The Art as the Servant of Nature
Alchemists often depict Art (the alchemist’s work) as the dutiful servant or apprentice of Nature. As Michael Maier wrote in Atalanta Fugiens: “Art, therefore, and Nature do mutually join hands… Nevertheless, Nature is always the Mistress and art the Handmaid.” – Michael Maier, Atalanta Fugiens (1618)
Art Imitates Nature
Alchemists believed that Art (human skill) should imitate and assist Nature, not try to dominate it.
An oft-cited maxim declares: “Art imitates Nature”.

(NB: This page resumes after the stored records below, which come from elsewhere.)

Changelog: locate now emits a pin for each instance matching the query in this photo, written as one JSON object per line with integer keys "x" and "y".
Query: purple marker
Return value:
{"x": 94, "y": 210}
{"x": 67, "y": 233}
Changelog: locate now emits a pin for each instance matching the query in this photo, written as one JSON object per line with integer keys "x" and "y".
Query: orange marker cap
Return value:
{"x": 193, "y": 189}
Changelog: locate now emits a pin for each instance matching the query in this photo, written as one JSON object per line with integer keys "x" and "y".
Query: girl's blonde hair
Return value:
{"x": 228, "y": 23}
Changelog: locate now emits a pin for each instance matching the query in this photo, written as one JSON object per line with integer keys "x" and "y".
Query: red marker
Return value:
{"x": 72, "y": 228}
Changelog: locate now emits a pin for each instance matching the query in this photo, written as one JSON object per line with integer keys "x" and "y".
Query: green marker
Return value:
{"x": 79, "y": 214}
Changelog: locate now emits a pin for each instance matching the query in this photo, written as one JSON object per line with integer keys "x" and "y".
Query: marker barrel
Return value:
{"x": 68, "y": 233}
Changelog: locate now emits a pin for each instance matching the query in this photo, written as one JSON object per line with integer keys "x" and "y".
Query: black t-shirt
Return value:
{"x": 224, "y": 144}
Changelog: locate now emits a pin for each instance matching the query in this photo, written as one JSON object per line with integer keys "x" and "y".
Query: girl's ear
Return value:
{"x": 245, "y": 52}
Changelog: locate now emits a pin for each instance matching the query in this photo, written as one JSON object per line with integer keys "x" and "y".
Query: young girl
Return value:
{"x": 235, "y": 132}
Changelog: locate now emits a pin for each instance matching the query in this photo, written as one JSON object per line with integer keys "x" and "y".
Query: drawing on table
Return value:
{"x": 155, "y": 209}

In the Philosophers’ poem on the Azoth (attributed to Basil Valentine), this principle is made explicit: “Art, imitating Nature, accomplishes the whole work, by the same practice, and the same material.” – Basil Valentine
Art holds a mirror up to nature
"Nature comprehends the visible and invisible Creatures of the Whole universe. What we call Nature especially, is the universal fire or Anima Mundi, filling the whole system of the Universe, and therefore is a Universal Agent, omnipresent, and endowed with an unerring instinct, and manifests itself in fire and Light. It is the First creature of Divine Omnipotence."
— Golden Chain of Homer
"Know nature, universally, and particularly; from the book of the most holy Scripture: Of the nature itself, which is, and the greater world, the whole: and the lesser world, this is man, for example, according to both his body and his spirit."
— The Amphitheater of Eternal Wisdom, c. 1595 by Heinrich Khunrath
"Nature, being the Universe, is one, and its origin can only be one eternal Unity.
It is an organism in which all natural things harmonize and sympathize with each other. It is the Macrocosm.
Everything is the product of one universal creative effort; the Macrocosm and man (the Microcosm) are one. They are one constellation, one influence, one breath, one harmony, one time, one metal, one fruit."